There was a time in my youth when I wanted to be an artist. I suppose it could be argued that I most certainly am one today (perhaps more so than a scientist), but my creative toolbox no longer contains the pen. I abandoned drawing long ago in pursuit of the musical canvas, one that decorates my personal gallery to this day. But at times this gallery is deaf to my acoustics and wishes for a painting outside of the sonic domain. A picture can indeed impress a thousand cliches, but a thousands cliches is at a loss to impress a single picture. For example, there is a mastery that allows a single drawing or painting, such as the Mosa Lisa, to pervade volumes of discourse for centuries. This is more than can be said about many books or works of music.
I don't have the talent, however, to impress an indelible image through the hand, although some talent (albeit to only a modest degree) has leaked into developing images through the lens. Drawing takes a certain preternatural command of the pen that may have more to do with chromosomes than with a waste basket full of attempt. And even those in ownership of such chromosomal fortune must employ diligent refinement. That said, I do think I had a spark of talent years ago, that with a little more flattery, could have smoldered into a brighter flame.

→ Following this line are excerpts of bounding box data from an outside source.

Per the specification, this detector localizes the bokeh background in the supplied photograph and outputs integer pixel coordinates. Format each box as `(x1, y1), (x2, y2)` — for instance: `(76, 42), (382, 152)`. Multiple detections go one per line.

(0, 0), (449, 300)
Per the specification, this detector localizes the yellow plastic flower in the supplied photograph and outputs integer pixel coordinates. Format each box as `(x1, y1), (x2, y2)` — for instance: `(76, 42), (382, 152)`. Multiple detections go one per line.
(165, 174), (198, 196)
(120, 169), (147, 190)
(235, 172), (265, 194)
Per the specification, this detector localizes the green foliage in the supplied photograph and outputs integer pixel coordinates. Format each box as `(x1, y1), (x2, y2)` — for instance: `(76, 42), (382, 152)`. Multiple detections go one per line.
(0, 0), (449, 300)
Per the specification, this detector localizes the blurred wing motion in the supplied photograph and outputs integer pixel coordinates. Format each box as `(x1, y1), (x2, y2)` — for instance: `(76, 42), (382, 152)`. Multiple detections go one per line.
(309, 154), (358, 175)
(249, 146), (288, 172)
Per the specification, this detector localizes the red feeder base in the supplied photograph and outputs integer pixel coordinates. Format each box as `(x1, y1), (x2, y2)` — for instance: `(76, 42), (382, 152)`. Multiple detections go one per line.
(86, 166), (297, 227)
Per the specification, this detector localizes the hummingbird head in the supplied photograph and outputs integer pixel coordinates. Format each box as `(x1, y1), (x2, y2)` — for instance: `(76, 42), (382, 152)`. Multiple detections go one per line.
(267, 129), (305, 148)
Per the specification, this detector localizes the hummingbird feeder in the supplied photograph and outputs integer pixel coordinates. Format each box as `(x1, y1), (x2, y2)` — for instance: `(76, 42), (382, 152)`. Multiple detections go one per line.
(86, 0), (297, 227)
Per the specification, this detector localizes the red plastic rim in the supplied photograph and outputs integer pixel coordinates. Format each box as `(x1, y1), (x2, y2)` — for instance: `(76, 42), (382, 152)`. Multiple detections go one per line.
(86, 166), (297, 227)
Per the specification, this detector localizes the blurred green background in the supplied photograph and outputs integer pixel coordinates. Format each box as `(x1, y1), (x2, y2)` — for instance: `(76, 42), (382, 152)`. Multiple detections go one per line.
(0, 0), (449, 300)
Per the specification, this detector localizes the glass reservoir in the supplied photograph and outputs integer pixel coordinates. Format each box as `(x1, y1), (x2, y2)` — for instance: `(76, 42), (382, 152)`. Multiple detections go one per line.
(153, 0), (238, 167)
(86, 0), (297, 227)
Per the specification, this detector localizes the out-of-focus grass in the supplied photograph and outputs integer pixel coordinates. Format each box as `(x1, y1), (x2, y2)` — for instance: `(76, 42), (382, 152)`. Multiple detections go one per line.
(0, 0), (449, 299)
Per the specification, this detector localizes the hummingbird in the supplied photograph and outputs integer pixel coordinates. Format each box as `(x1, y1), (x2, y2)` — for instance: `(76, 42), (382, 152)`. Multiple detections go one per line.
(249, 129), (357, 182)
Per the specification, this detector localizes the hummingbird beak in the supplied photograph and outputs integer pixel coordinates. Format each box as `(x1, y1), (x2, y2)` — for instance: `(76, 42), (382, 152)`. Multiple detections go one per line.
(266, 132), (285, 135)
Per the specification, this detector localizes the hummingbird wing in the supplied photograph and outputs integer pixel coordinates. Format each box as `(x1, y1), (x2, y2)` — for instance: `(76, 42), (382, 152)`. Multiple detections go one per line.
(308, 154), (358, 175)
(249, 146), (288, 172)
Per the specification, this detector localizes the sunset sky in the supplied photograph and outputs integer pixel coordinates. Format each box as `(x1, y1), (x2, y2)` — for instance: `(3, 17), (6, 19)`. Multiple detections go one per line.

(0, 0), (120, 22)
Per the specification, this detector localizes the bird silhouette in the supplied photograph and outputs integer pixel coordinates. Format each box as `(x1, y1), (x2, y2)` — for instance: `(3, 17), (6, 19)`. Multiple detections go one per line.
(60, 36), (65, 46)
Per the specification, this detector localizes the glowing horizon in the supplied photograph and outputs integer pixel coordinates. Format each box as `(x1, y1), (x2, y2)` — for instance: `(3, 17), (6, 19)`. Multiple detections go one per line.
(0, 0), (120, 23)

The images below are a selection of drawings that I recently rediscovered upon cleaning out my closet. This is a collection of a lost art, so to speak, most of which was created from the incomplete mind of an adolescent school boy. While they certainly don't feature a command of the pen, I think they do feature an incipient talent in translating the abstract to the actual. Alas, I may never again pick up a pen, perhaps for the better. But if my sonic gallery is ever in shambles, I know just the tool to try for repair.